この手法が実際に機能するかを検証するため、研究者たちは強化学習で使われる古典的なベンチマーク課題群で試しました:カート=ポールの平衡、振り子の振り上げと安定化、急な坂を登る車の操作、二節系を目標高さまで振り上げるアクロボット課題などです。さらに、人気のある物理シミュレータからの逆転振り子課題にも取り組みました。これらの課題は詳細に調べるのに十分単純でありながら重要な課題を含んでいます:ロボットは全てを同時に観測できず、報酬は遅れて与えられ、物理は非常に不安定になり得ます。チームは約70〜1200億パラメータの複数の現代的なオープンソース言語モデルを比較し、モデル出力にどれだけのランダム性を許すかを変え、各実験を複数回繰り返して信頼できる統計を得ました。

言語モデルはどれほど機械を制御できるか?

最も成績の良かったモデルはGPT-ossと呼ばれる1200億パラメータのシステムで、多くの課題で一貫して高品質な制御戦略を発見し、しばしば最適またはそれに近いスコアに到達しました。
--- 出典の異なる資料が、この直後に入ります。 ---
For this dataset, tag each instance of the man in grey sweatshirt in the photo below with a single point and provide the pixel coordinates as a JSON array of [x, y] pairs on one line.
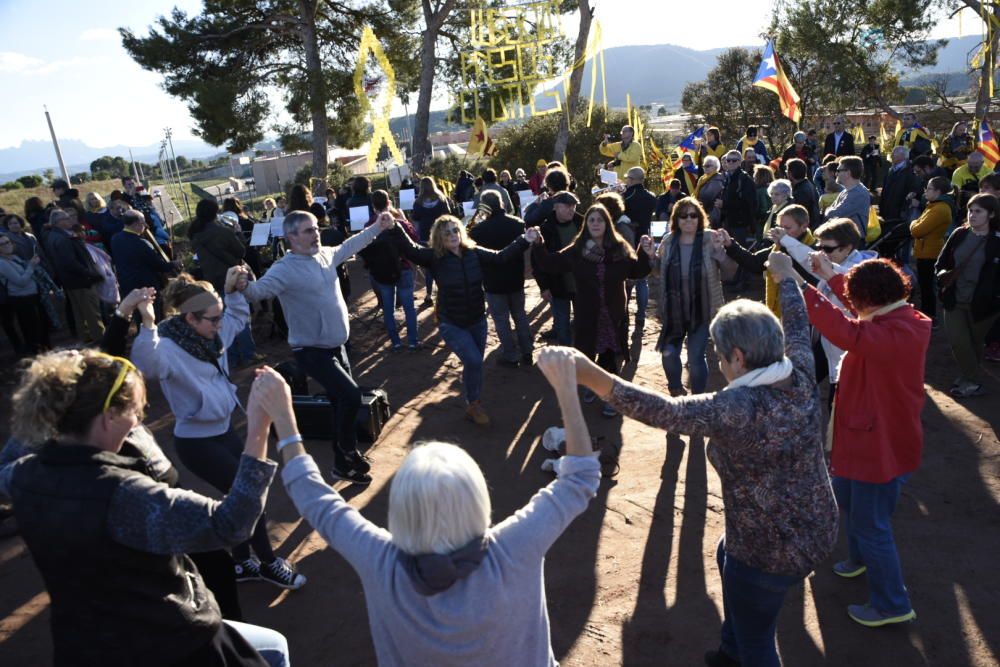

別のモデルQwen2.5は一部の問題で特に良好な性能を示し、逆転振り子ではGPT-ossを上回った一方で、標準的な振り子課題では苦戦しました。重要なのは、LLMが最初に生成したコントローラはしばしば平凡であり、訓練データから既成の解を単に再現しているわけではないことを示している点です。モデルはフィードバックを用いてどのセンサー信号が重要か、またそれらが行動にどのように影響すべきかを調整することで、反復を重ねるごとに性能を大きく改善しました。著者らは各改良プロンプトに含めるセンサーデータのタイムステップ数や、どの種類のフィードバックが最も重要かも調べ、中程度の量のデータと過去の戦略に関する豊富な情報が最も効果的であることを見出しました。

将来のロボットにとっての意義

非専門家向けの主要な結論は、言語モデルは単に会話する以上のことができる、ということです:機械を知的に動かすための微細な運動規則の設計を助け得ます。ランダムな振る舞いから始めて大量の試行誤錯データを必要とする代わりに、LLMは口頭の説明から妥当な制御計画を提案し、ロボットが試したときに何が起きたかの短い記録を読み取ることでそれを着実に改善できます。この事前知識と経験的学習の組み合わせは、有能なロボットや他の自律システムを構築する際のコストと労力を削減する可能性があります。依然として課題は残ります──大規模モデルを実行するための大きな計算コストや、非常に複雑で長時間にわたるタスクへのスケールの難しさなど──が、本研究は、少なくとも部分的には、元来「次の単語を予測する」ことを目的に訓練されたシステムによって低レベルの動作が形作られる道筋を示唆しています。